50 meters to go...he’ll be the State Champion!! The freshman from Marble Falls...9-17, 9-18, and change...the freshman is the champion!!
That was the radio broadcast of Leonel Manzano winning the Class-4A 3,200-meter race in 2001; he was a ninth grader. He would capture five more gold medals on the track and claim three state crowns in cross country before he graduated from Marble Falls High in 2004.
The stakes became higher but Leonel, a young man everyone seems to like, was triumphant in the NCAA 1,500-meter race as a freshman at Texas; he won it again on June 14, and during the weekend of July 3 to 6, in Eugene, Ore., he goes for a berth on the U.S. Olympic team. Wow!
“He doesn’t run that many miles,” Mustangs track coach, Kyle Futril, told me when Leonel was amazing everybody in high school, “but it’s the quality of those workouts; they’re unparalleled. He’s got a great work ethic, because he knows he cannot be successful unless he puts forth the effort.”
He’s trying to pull off the daily double in the state meet! Manzano is at the top of deep stretch in the 1600-meter race...his lead is five meters...He’s going to win it!! 4-16, 4-17....No stars in the sky tonight, but one on the track!
Possibly, the announcer got a bit carried away. Oh, there were stars above Mike Myers Stadium, but the clouds prevented a real good view of them.
Manzano was simply remarkable in his victory in the 1,500-meter race for the national collegiate title several weeks ago. He led wire-to-wire, but it was a short lead over a bunch of talented pursuers.
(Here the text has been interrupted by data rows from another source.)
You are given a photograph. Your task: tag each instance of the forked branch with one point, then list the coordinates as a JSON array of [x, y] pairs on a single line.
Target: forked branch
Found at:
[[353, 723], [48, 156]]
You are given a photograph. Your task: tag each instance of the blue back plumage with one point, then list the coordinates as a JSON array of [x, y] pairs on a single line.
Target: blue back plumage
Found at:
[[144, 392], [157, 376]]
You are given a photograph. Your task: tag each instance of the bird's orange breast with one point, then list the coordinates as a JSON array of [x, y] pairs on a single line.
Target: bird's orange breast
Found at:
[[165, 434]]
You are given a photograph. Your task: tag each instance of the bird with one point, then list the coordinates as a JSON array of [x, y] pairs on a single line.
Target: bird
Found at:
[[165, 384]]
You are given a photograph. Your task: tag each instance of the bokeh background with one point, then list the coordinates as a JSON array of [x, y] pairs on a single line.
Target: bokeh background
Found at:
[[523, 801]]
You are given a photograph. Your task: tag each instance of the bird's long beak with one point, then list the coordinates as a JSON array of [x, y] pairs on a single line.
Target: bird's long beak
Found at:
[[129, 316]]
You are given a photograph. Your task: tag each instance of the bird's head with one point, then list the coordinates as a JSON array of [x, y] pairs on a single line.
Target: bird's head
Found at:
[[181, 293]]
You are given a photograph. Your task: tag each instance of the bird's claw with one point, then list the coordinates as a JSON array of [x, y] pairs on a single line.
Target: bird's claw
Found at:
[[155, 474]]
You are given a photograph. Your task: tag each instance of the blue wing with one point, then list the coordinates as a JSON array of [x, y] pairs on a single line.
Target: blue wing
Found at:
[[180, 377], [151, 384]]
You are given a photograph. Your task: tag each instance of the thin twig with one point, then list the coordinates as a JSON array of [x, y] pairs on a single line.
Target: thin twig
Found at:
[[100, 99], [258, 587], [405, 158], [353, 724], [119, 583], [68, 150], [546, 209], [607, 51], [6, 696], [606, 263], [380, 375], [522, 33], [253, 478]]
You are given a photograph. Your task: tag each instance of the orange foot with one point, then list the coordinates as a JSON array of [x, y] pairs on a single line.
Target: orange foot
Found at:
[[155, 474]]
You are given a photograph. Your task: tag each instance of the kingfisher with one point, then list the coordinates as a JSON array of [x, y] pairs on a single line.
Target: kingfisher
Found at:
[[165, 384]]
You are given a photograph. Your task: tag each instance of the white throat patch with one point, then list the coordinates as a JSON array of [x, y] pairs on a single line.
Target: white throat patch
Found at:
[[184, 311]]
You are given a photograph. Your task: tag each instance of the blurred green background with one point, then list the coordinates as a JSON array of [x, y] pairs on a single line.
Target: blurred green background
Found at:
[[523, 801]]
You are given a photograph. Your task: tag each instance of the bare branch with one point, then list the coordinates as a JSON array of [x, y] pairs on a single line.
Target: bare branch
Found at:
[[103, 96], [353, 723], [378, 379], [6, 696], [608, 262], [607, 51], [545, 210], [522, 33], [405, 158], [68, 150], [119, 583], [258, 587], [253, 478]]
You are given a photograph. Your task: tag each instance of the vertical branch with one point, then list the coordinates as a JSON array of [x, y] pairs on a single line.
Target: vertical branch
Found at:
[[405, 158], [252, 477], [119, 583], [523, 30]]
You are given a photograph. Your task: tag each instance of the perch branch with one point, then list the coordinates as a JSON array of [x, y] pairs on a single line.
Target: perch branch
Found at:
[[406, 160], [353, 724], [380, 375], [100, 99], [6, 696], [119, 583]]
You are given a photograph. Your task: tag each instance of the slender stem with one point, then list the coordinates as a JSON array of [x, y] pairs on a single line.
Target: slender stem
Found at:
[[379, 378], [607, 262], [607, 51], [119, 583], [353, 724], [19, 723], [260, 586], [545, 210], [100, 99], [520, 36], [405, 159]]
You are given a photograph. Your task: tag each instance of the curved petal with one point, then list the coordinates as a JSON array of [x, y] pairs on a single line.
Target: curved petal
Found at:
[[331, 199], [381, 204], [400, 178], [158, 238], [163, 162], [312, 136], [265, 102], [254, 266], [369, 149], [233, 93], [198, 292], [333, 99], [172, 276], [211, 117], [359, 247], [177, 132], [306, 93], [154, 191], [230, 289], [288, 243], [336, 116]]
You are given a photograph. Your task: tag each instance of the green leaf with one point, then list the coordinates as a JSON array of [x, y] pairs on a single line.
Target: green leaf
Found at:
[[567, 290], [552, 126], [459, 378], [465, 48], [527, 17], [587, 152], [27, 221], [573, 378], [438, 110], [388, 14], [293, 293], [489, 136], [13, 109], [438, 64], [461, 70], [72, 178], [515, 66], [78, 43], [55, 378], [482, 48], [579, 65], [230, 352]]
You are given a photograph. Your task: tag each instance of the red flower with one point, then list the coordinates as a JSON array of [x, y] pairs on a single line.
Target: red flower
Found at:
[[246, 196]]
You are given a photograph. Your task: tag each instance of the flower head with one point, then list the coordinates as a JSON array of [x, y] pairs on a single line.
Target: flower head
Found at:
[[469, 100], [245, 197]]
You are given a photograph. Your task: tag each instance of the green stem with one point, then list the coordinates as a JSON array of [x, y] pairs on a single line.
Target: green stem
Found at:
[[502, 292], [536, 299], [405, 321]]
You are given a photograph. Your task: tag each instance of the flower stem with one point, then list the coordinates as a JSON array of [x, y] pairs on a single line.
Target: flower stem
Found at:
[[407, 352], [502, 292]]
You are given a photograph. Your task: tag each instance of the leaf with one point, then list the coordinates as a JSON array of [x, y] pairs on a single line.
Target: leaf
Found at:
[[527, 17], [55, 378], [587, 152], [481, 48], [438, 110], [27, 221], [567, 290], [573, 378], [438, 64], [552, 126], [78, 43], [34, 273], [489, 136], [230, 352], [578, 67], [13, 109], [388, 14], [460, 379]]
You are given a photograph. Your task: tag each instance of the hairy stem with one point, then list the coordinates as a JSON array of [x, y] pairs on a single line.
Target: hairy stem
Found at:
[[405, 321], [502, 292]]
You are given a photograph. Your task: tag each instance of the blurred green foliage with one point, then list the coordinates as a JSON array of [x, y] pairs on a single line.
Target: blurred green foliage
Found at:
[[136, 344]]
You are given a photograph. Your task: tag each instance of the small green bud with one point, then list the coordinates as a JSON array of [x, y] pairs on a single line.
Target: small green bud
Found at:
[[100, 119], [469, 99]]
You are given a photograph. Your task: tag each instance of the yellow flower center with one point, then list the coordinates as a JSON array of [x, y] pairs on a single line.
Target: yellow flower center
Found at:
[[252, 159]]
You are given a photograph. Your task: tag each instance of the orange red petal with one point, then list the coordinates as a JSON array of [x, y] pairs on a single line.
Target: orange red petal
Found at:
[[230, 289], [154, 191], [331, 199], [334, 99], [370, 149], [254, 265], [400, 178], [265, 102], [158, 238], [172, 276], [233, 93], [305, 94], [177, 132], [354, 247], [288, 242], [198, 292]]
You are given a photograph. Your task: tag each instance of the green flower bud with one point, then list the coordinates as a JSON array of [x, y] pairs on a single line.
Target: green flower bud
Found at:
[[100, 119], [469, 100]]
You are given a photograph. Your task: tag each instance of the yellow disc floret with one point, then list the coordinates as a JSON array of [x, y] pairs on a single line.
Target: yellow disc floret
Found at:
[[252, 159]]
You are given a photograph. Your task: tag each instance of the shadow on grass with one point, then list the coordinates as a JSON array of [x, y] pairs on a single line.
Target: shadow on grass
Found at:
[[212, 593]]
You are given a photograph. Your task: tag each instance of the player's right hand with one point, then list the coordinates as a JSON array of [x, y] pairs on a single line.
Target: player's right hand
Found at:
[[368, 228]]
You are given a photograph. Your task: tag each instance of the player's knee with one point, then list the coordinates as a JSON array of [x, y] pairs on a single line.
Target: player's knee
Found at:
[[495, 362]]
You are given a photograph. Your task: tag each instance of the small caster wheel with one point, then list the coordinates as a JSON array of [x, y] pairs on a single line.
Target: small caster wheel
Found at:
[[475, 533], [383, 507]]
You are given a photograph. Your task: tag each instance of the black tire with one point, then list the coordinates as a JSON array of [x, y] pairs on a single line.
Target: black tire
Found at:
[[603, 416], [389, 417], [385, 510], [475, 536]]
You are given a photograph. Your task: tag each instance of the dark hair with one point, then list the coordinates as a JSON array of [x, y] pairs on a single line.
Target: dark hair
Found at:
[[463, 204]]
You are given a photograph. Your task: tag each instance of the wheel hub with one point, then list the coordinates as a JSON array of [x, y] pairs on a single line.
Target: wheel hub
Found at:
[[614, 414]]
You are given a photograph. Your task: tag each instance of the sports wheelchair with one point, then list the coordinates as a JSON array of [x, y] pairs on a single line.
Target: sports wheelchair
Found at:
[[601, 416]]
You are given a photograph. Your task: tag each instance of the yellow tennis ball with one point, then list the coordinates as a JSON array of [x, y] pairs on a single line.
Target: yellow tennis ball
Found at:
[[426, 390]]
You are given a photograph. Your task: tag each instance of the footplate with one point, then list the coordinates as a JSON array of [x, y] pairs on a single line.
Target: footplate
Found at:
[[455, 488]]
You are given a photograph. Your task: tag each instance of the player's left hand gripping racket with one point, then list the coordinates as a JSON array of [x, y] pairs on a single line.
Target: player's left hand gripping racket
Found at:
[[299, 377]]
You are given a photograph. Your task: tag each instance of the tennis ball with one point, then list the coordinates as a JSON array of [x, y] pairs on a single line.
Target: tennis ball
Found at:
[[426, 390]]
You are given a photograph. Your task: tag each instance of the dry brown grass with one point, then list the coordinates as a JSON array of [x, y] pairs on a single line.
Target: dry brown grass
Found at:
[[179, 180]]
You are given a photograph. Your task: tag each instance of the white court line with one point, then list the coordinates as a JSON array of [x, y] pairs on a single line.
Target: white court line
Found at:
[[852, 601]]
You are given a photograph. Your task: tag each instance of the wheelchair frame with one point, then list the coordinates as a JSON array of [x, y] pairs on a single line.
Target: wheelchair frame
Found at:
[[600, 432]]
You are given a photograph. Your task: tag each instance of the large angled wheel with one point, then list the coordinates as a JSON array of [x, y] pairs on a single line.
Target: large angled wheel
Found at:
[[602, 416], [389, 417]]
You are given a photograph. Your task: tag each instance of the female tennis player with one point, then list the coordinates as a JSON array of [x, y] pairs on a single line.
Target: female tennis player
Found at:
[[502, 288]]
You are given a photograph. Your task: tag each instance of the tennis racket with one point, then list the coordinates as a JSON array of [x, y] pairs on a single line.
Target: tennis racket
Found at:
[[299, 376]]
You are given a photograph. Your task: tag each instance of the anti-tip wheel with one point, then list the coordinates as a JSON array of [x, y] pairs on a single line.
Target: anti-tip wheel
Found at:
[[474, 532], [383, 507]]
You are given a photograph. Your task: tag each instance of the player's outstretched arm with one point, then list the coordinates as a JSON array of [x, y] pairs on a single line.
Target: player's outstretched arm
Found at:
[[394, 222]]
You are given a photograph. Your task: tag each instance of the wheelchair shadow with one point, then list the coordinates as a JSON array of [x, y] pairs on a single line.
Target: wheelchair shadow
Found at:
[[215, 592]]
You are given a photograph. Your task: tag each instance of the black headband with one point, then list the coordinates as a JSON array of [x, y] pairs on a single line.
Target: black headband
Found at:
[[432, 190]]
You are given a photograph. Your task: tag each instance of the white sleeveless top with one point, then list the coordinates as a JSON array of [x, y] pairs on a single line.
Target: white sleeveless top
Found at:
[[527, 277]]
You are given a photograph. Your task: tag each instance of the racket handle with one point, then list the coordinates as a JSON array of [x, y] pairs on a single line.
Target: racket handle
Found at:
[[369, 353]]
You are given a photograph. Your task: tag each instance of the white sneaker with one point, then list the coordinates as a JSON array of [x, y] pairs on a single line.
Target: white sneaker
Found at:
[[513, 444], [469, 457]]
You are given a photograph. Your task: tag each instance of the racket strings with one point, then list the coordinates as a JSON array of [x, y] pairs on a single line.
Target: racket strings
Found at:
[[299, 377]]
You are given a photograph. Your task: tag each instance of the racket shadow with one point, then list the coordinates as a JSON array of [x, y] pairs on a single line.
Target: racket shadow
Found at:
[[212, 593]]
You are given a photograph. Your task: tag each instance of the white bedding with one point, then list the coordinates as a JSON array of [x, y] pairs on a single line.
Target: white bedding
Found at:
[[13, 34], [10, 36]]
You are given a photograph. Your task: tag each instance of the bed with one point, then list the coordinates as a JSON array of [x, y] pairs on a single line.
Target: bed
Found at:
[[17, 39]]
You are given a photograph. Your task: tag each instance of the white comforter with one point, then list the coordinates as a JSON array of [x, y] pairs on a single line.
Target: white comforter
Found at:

With maybe a hundred meters to go, Leonel glanced over his shoulder and, if he weren’t so modest and humble, might have said, “See ya.” That’s what he did and the last strides were no contest. The pack was left behind in what turned into a Manzano Masterpiece.
Carlos Perez was another of Leonel’s coaches in his high school days. “He never takes anything for granted,” Perez pointed out, “he realizes he has to bust his backside to win.”
So now the journey has included: victory laps in middle school and high school, a mention in the “Faces in the Crowd” section of Sports Illustrated, and gold medals at all levels.
Leonel Manzano challenges the best Americans in the land at the Trials, and if he finishes in the top three, the next stop is Beijing in August--he will then be an Olympian.